Rows of blue solar panels stretching across a sunny field under clear skies

Solar Power Beats Coal After 100 Years on Top

🤯 Mind Blown

For the first time since 1919, renewable energy sources now generate more of the world's electricity than coal. Solar power alone has grown tenfold in just a decade, proving clean energy isn't just the future—it's happening right now.

After more than a century of dominance, coal just lost its crown as the world's top electricity source to renewable energy.

According to Ember's Global Electricity Review 2026, renewable sources produced 33.8 percent of the world's electricity in 2025, edging past coal's 33 percent for the first time in over 100 years. That's a historic flip that signals how fast the energy landscape is actually changing.

The hero of this story is solar power. When world leaders signed the Paris climate agreement in 2015, solar produced just 256 terawatt hours of electricity globally. A decade later, it's pumping out 2,778 terawatt hours—enough to power the entire European Union for a year.

Solar has been the fastest growing electricity source for 21 consecutive years. In 2025 alone, it surpassed wind power and is now on track to overtake nuclear this year.

The secret behind solar's explosive growth is simple: it got incredibly cheap, incredibly fast. A solar panel that cost over $100 per watt in the 1970s now costs about 10 cents per watt. No other major energy source in modern history has dropped in price that dramatically.

Solar Power Beats Coal After 100 Years on Top

The old argument against solar—that it doesn't work at night—is fading too. Battery costs fell 45 percent in 2025 alone, making it possible to store daytime solar energy for nighttime use. Solar plants with round-the-clock battery storage now sell electricity cheaper than building new natural gas plants.

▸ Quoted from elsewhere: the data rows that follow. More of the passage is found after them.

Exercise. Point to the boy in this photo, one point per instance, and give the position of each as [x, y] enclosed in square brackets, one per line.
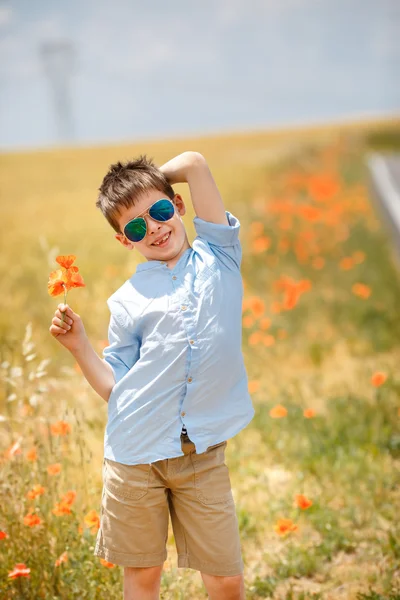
[174, 379]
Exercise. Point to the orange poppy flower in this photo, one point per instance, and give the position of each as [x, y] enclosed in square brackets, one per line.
[361, 290]
[60, 428]
[57, 283]
[62, 280]
[255, 338]
[278, 412]
[66, 260]
[309, 413]
[346, 263]
[31, 454]
[265, 323]
[69, 497]
[323, 187]
[36, 491]
[20, 570]
[378, 378]
[54, 469]
[318, 262]
[92, 520]
[302, 501]
[61, 509]
[358, 256]
[261, 243]
[284, 526]
[62, 558]
[14, 449]
[105, 563]
[32, 519]
[268, 340]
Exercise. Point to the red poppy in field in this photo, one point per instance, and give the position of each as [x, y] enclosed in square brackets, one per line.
[32, 519]
[54, 469]
[302, 501]
[31, 454]
[361, 290]
[278, 411]
[378, 378]
[14, 449]
[20, 570]
[36, 491]
[62, 558]
[61, 509]
[284, 526]
[64, 279]
[323, 187]
[309, 413]
[92, 520]
[60, 428]
[69, 497]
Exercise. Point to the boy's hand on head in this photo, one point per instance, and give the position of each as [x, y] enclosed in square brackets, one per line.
[178, 168]
[70, 332]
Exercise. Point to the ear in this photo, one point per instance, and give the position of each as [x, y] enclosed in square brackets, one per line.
[179, 203]
[124, 241]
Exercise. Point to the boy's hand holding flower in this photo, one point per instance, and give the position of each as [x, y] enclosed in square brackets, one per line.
[66, 321]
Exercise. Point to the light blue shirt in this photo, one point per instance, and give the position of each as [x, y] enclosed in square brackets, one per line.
[175, 347]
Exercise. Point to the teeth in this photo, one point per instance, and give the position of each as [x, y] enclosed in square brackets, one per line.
[162, 240]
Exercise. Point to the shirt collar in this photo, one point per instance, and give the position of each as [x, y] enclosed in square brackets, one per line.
[152, 264]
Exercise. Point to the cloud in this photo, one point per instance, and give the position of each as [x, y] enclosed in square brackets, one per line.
[6, 15]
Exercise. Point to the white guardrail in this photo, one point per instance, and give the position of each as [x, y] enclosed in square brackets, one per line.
[384, 170]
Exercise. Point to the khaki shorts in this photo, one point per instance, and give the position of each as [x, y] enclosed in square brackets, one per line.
[194, 489]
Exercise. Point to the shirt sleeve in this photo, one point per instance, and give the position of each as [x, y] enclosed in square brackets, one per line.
[123, 349]
[222, 239]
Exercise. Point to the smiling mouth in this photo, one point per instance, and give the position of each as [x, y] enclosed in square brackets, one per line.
[163, 241]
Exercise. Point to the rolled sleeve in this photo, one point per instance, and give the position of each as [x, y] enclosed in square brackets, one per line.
[123, 349]
[222, 239]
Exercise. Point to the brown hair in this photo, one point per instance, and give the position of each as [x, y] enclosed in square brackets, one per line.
[124, 182]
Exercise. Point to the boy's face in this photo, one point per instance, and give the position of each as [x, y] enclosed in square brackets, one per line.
[177, 242]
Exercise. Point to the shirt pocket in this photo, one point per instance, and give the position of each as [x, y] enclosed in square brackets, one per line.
[127, 482]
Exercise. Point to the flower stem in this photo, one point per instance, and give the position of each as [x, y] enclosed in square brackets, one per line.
[65, 302]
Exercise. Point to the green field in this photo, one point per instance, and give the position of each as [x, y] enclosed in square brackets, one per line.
[321, 341]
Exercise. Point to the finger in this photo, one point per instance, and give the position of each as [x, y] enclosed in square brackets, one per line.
[65, 309]
[59, 314]
[60, 323]
[54, 330]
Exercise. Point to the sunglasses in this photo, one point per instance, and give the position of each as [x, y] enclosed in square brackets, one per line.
[162, 210]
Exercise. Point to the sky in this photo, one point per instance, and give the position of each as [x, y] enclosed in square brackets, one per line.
[135, 70]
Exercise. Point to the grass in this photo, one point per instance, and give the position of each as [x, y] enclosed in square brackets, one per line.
[321, 345]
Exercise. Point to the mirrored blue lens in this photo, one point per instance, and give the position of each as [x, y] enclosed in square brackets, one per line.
[162, 210]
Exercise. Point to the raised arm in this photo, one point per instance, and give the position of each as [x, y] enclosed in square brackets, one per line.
[192, 168]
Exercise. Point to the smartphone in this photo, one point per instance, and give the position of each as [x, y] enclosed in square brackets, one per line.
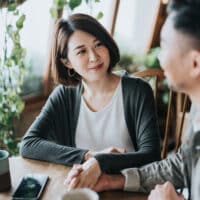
[30, 187]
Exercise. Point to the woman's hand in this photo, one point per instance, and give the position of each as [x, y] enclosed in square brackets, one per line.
[165, 192]
[90, 154]
[110, 182]
[85, 175]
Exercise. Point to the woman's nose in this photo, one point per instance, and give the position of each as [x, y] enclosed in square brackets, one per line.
[93, 56]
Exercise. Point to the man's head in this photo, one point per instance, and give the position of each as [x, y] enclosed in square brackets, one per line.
[180, 45]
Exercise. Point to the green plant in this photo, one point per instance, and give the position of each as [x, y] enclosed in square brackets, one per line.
[149, 60]
[11, 74]
[71, 4]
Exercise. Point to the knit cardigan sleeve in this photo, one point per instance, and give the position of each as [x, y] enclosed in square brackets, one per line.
[50, 137]
[141, 119]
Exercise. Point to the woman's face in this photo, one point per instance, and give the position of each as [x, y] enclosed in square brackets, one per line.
[87, 56]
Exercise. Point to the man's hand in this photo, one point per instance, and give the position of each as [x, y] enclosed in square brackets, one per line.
[85, 175]
[165, 192]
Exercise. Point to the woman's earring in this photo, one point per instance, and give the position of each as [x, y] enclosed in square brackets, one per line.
[71, 72]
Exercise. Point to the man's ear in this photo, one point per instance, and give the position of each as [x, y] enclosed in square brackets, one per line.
[195, 63]
[66, 62]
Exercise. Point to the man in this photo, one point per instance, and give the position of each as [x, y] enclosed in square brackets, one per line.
[180, 60]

Here's the math that matters most: solar alone covered 75 percent of the world's growing electricity demand in 2025. Add wind to the mix, and together they met 99 percent of new demand. That means clean energy is growing fast enough to handle almost everything new the world plugs in.

The Ripple Effect

The impact goes beyond just numbers on a grid. China, long synonymous with coal-fired growth, saw its fossil fuel generation drop 0.9 percent in 2025 even as electricity demand rose 5 percent. India's fossil fuel generation fell 3.3 percent while renewables jumped 24 percent. These aren't tiny test markets—they're the world's two most populous countries changing course.

For the first time since the pandemic, global fossil fuel power generation actually decreased in 2025, falling 0.2 percent. It's only the fifth time this century that fossil generation didn't climb higher. The plateau everyone talked about for decades is finally becoming real.

The transformation isn't complete, of course. The world still burns 8.8 billion tonnes of coal annually. But the direction is clear and the momentum is building. Clean energy installations are outpacing demand growth, which means every new solar farm and wind turbine isn't just adding capacity—it's actively replacing fossil fuels.

What took a century to build is being reshaped in less than a generation, powered by technology that keeps getting better and cheaper with each passing year.